The building’s auditorium and basement were lined with over 100 tables displaying hand-crafted products such as tomahawks, beaver pelt hats, sheepskin slippers and blackpowder rifles.
However, for some people the trade fair is more than just an opportunity to buy or sell fur trade era goods.
Dick Bennett, owner of Rembrandt Leather in Rembrandt, Iowa, said he’s came to the trade fair in New Ulm every year since it’s inception. He said it’s also a great way to socialize with other vendors and perhaps learn about their craftmanship.
“We kind of take over the building for the weekend,” he said. “We camp out here, we eat here, we have a good time here and we all look forward to it every year.”
Bennett, an avid leathersmith and tomahawk craftsman, said he’s been to over 1,600 trade shows and New Ulm is one of the best he’s attended.
“The richness of the building we’re in historically, and what we do historically, is a pretty good blend,” he said.
Bennett likened the trade show to the old fur trade era gatherings where trappers traded furs for common goods. He said vendors were following the “old days” and even trading some of their crafted goods with each other.
“In the old days we would’ve been gathering to trade beaver pelts for the things we needed for the year,” he said. “I traded a leather bag from a young gentleman from Sioux Falls that just started making bags and he’s a vendor here for the first time.”
Clark Lortscher, 18, of Sioux Falls, said he traded a hand-stitched leather bag for a wool hat with Bennett. This is third year he’s attended the New Ulm trade show.
“You can really fall into history,” Lortscher said. “There’s always a lot of nice people you can meet and you can also get a lot of experience and learn a lot of new things about different products.”
Chris Hagemann, a tinsmith from Blair Nebraska, said he’s attended similar shows for 45 years all over the country.
“Because of the people who come here to visit this show,” he said. “It provided me an opportunity to show my workmanship and wares.”
Hagemann said he’s worked with tin for 25 years and he tries to visit the trade fair in New Ulm every year.
“It’s a very good show,” he said. “Probably one of best small shows that I go to. The public is great, the participants are excellent and the product they bring here is very good.”
Many of the vendors — Bennett included — enjoy taking part in what’s called “rendezvous” or “re-enactments” — recreations of historical events or gatherings that may last days.
At the rendezvous, participants ditch all modern day technology, live in tents, cook their own food and even boil their drinking water.

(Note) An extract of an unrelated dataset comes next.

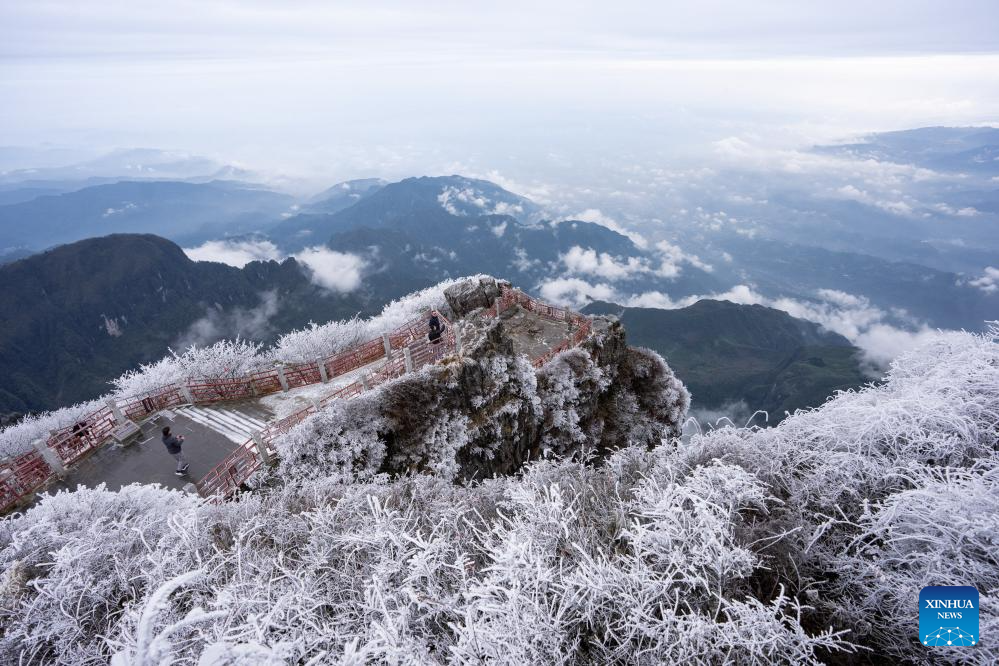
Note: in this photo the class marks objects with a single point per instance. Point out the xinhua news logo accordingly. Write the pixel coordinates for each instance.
(948, 615)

Some even stay in character, going by nicknames, and the New Ulm trade show offered that chance for vendors and living history enthusiasts to fall into character once more.
Nicknames such as “Black Quill” or “Fawn Killer” can be heard as vendors converse with customers or each other.
The 38th Annual New Ulm Trade Fair and Living History Event continues on Sunday at Turner Hall from 9 a.m. to 3 p.m.